The big point, though, is that if CDS insiders have occasional gaps in their understanding, then it's frightening to think of bank management and government regulators acting with even less understanding.  Moreover, street-side participants in CDS have realized that they are counterparties to obligations they often don't understand, and this has certainly played a role in both a) their unwillingness to extend credit and b) their inability to get credit from lenders who are uncertain of what their CDS obligations mean.  THAT is why Buffett called them "financial weapons of mass destruction" - not because they START a war, but because they have immense capacity to radically ESCALATE it.  They didn't start the credit crisis - all of us, collectively and naively overextending ourselves, did - but they have absolutely played a subsequent role in accelerating this from a crisis to a major crisis. 

And they did it quickly too: CDS turned this from crisis to major crisis in only 17 hours - from roughly noon on Sep 14 (when it became clear that Lehman would fail and I got a call to report for duty on a Sunday) to Sep 15 when it was widely reported that S&P had downgraded AIG due to its CDS obligations.  At that point everyone started worrying about collateral, and then discovered that they were not able to properly worry about collateral, since they did not fully understand derivative collateral requirements.  All they knew is that they were facing something big and scary, and so - once again collectively and naively - we all stopped lending just to be safe....which is sort of like movie victims who close their eyes when the monster is right in front of them: it's both the most intuitive and the least productive thing to do.
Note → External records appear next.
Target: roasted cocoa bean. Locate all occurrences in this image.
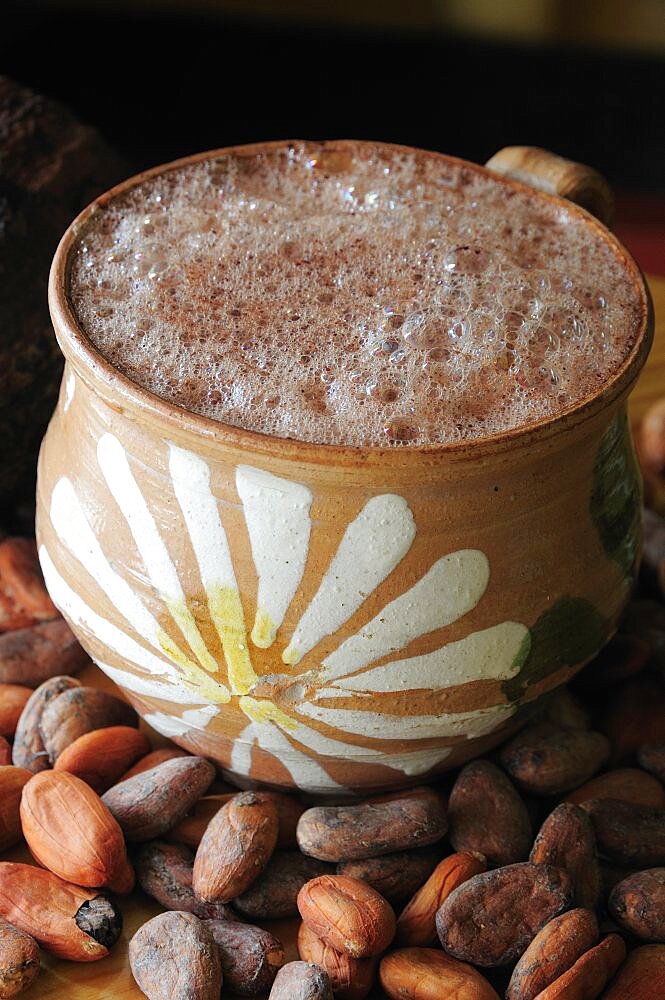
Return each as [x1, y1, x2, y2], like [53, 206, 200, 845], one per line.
[0, 861, 122, 962]
[396, 851, 487, 947]
[501, 726, 610, 795]
[580, 799, 665, 868]
[297, 788, 448, 861]
[233, 851, 334, 920]
[436, 863, 573, 967]
[39, 686, 139, 764]
[379, 948, 499, 1000]
[0, 917, 40, 1000]
[538, 934, 626, 1000]
[298, 875, 395, 958]
[529, 802, 600, 910]
[192, 792, 279, 903]
[204, 920, 284, 997]
[134, 840, 238, 920]
[608, 868, 665, 943]
[129, 911, 222, 1000]
[574, 633, 651, 697]
[334, 847, 439, 903]
[632, 743, 665, 784]
[298, 923, 376, 1000]
[0, 618, 90, 688]
[603, 944, 665, 1000]
[268, 962, 333, 1000]
[506, 909, 598, 1000]
[0, 684, 32, 738]
[53, 726, 150, 795]
[102, 757, 215, 843]
[12, 676, 81, 774]
[0, 538, 58, 632]
[448, 760, 532, 867]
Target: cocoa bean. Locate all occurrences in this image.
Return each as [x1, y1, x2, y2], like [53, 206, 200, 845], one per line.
[204, 920, 284, 997]
[192, 792, 279, 903]
[297, 788, 447, 861]
[529, 802, 600, 910]
[298, 923, 376, 1000]
[298, 875, 395, 958]
[337, 847, 439, 903]
[580, 799, 665, 868]
[436, 862, 573, 967]
[608, 868, 665, 943]
[379, 948, 499, 1000]
[537, 934, 626, 1000]
[102, 757, 215, 842]
[134, 840, 238, 920]
[0, 618, 90, 688]
[632, 743, 665, 784]
[129, 911, 222, 1000]
[233, 851, 334, 920]
[603, 944, 665, 1000]
[39, 686, 139, 764]
[501, 726, 610, 795]
[396, 851, 487, 947]
[0, 684, 32, 739]
[268, 962, 333, 1000]
[0, 917, 39, 1000]
[0, 538, 58, 632]
[506, 909, 598, 1000]
[448, 760, 532, 867]
[12, 676, 81, 774]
It's absolutely clear to me that we bailed out AIG because of its counterparty CDS risk, and that they're escalating other problems more generally.  But it's less clear to me that they're the main source of contagion in the financial markets.  And at this point, many, many, many things are escalating other problems.

I don't mean to downplay the role of CDSs.  I'm just not sure how they came to be the main villain of the piece, that's all.